Online nursing courses: How teaching and delivery are changing

While it is always useful to know where to find good-quality educational material online, for those wishing to gain professional credentials, something rather more formal and structured is required. Although it will likely be some time before we can accurately assess the true impact of the international COVID-19 lockdowns on education between 2020 and 2021, one innovation that gathered considerable momentum during this fraught time was the widespread pivot to online learning in schools, colleges and universities.

For some education providers, this turn to remote learning was hardly a novelty. Long before the pandemic, establishments like Wilkes University, for example, had already been offering entire degrees and other professional academic credentials online to a huge array of students living far away from its campus in Wilkes-Barre, Pennsylvania.

Learning, including prized professional academic qualifications like the Wilkes ABSN (Accelerated  Bachelor of Science in Nursing), is provided to students remotely via meticulously crafted and fully-accredited online courses, many of them blended with real-world clinical placements for hands-on training experience.

In the remote learning courses offered by providers like Wilkes, it is possible to discern the contours of how the teaching and delivery of professional nursing courses have changed for the better. Great efforts are made to cater to the needs of online students, most of whom are already managing demanding family and full-time employment commitments before they start. They’re not in a position to adopt the learning style of on-campus students by following the set timetables of the traditional academic year with its fixed start dates, vacation breaks and lecture/seminar slots.

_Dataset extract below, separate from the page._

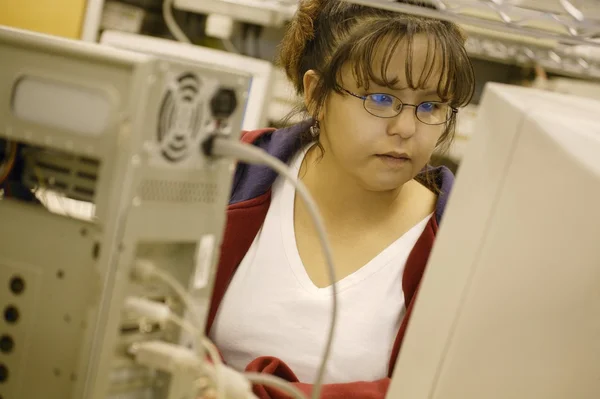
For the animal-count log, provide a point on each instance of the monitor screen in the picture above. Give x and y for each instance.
(509, 305)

The solution comes in the form of ingenious flexibility in delivery, with no compromise on the rigor and quality of the online course content. Just as in a campus-based program, the content of online teaching is crafted and taught by recognized experts in their field.

Students enjoy significant flexibility 

Although the online ABSN does require full-time commitment and includes essential clinical placements in assorted specialties to put formal learning into real-world practice, it is delivered by the best providers in a way that allows remote students to fulfill their existing employment and family commitments – and study flexibly in their spare time.

The learning content is available 24 hours a day, allowing students to access it by fitting it in around their existing professional and personal schedules. Equally flexible are the mentoring/tutorial and faculty member support offerings for online students, each of whom will typically be allocated a dedicated clinical placement specialist to find a suitably high-quality setting within a maximum of 125 miles from a student’s location.

Because the academics and clinicians who create and deliver these courses are mindful of the burden such full-time study commitments impose, online degree courses like this, although concentrated, are often significantly shortened in overall duration compared to their on-campus equivalents. At Wilkes, for example, remote students can complete their ABSN studies, with clinical placements, within 12 months.

In short, the days of ensuring that you are available at a set time for an online lecture or tutorial have been superseded by flexibly delivered online content accessible around the busiest of schedules. Although it may be a tiring experience at times that demands sustained self-discipline, it is a price many see as well worth paying for a recognized high-quality degree that sets those who graduate on a new and deeply fulfilling career path.